What changed in Repitch Mode and Cycles?
Repitch Mode now splits into two characters. Analog mode adds tape flavour and juicy saturation for anything that needs warmth. Digital mode goes the other direction, emulating 90s samplers or enabling extreme mangling. Both are applied polyphonically across voices, which matters when you are running melodic content through the sampler.
The Cycles device gets three new characters covering pulse width adjustment, phase modulation, and harmonic rebalancing. A Freeze function converts samples into oscillators, and a new Duophonic option lets you crossfade between two engines. Cycles was already one of Bitwig's most distinctive synthesis tools; this update deepens the unified sampling and synthesis angle the DAW has always pushed.

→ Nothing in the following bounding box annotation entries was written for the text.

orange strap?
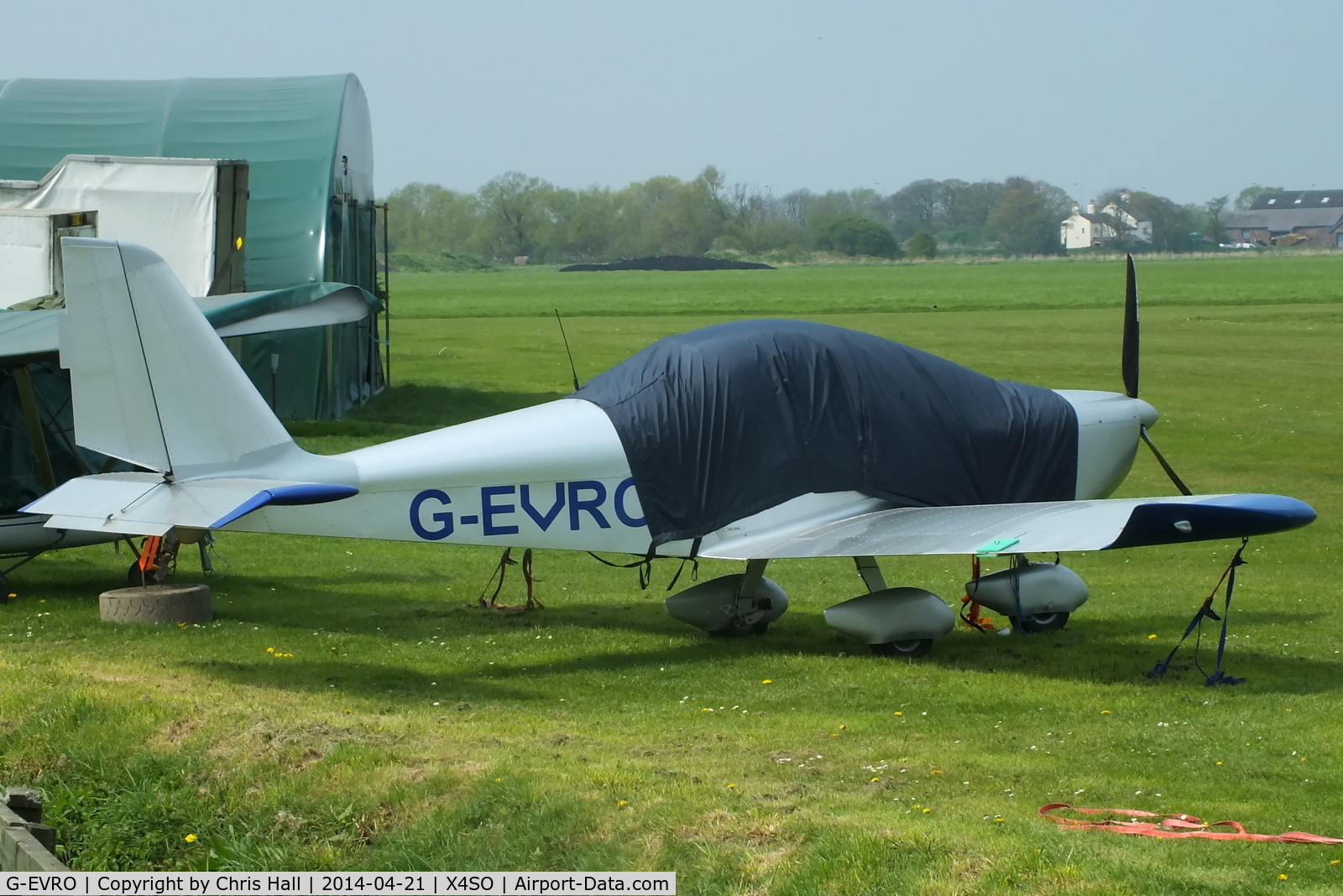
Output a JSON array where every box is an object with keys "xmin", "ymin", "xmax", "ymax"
[
  {"xmin": 138, "ymin": 535, "xmax": 164, "ymax": 573},
  {"xmin": 1039, "ymin": 802, "xmax": 1343, "ymax": 844}
]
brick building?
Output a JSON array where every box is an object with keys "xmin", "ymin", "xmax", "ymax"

"Up to 256 independent grains per voice" is not a marketing line. That is the kind of grain density that opens genuinely new sonic territory inside a DAW sampler.
Who gets what, and when?
The public beta is live right now for users with an active Upgrade Plan. The Spectral and Fragments play modes are Bitwig Studio edition only. The new Tuner device, which uses the same pitch detection algorithm as the dynamic pitch analysis in the Sampler, is free to all Bitwig editions including the cheaper tiers. Full release is planned for summer 2026.